パブリックLLMは、パブリックデータ(一般公開されたデータ)に基づいてトレーニングされたLLMを指す。パブリックLLMを使用する際、企業は大きく3つの懸念に直面する。
開発者はクラウドサービスで簡単にパブリックLLMを試すことができるが、データ漏えいを防ぐためには注意が必要だ。入力データやトレーニングに使用したデータはLLM提供者のサーバに送信され、処理されることが一般的だからだ。

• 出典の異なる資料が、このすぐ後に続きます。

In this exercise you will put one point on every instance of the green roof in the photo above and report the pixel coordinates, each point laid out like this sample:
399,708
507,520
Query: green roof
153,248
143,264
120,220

そのため、パブリックLLMを使用する際は、企業データや個人を特定できる情報を安易に使用しない方が賢明だ。LLMのトレーニングやテストを実施する場合、使用するデータが企業のデータポリシーに準拠しているか、データプライバシー規制に違反する可能性がないか確認する必要がある。
LLMを意思決定システムに使用する場合、開発者は「説明可能性」について考慮する必要がある。独自のLLMはブラックボックスのようなもので、推論エンジンがどのような経緯で回答を導き出すのか、読み解くのが難しいからだ。
LLMの回答精度は、トレーニングデータの質に依存する。トレーニングに使用されるデータセットが完全性や一貫性に欠けている場合、バイアス(偏り)や、LLMが不正確な回答を出力する幻覚(ハルシネーション)といった問題が起こる可能性がある。このような問題を防ぐためには、ハイパーパラメーター(機械学習モデルのトレーニングに使う変数)や回答のニュアンスを調整する必要がある。
パブリックLLMは膨大なパブリックデータに基づいて訓練されるが、企業の独自データにアクセスすることはできない。公開データに基づく推論エンジンは、業界特有のニュアンスや、ビジネスプロセスに関する情報を見逃す可能性がある。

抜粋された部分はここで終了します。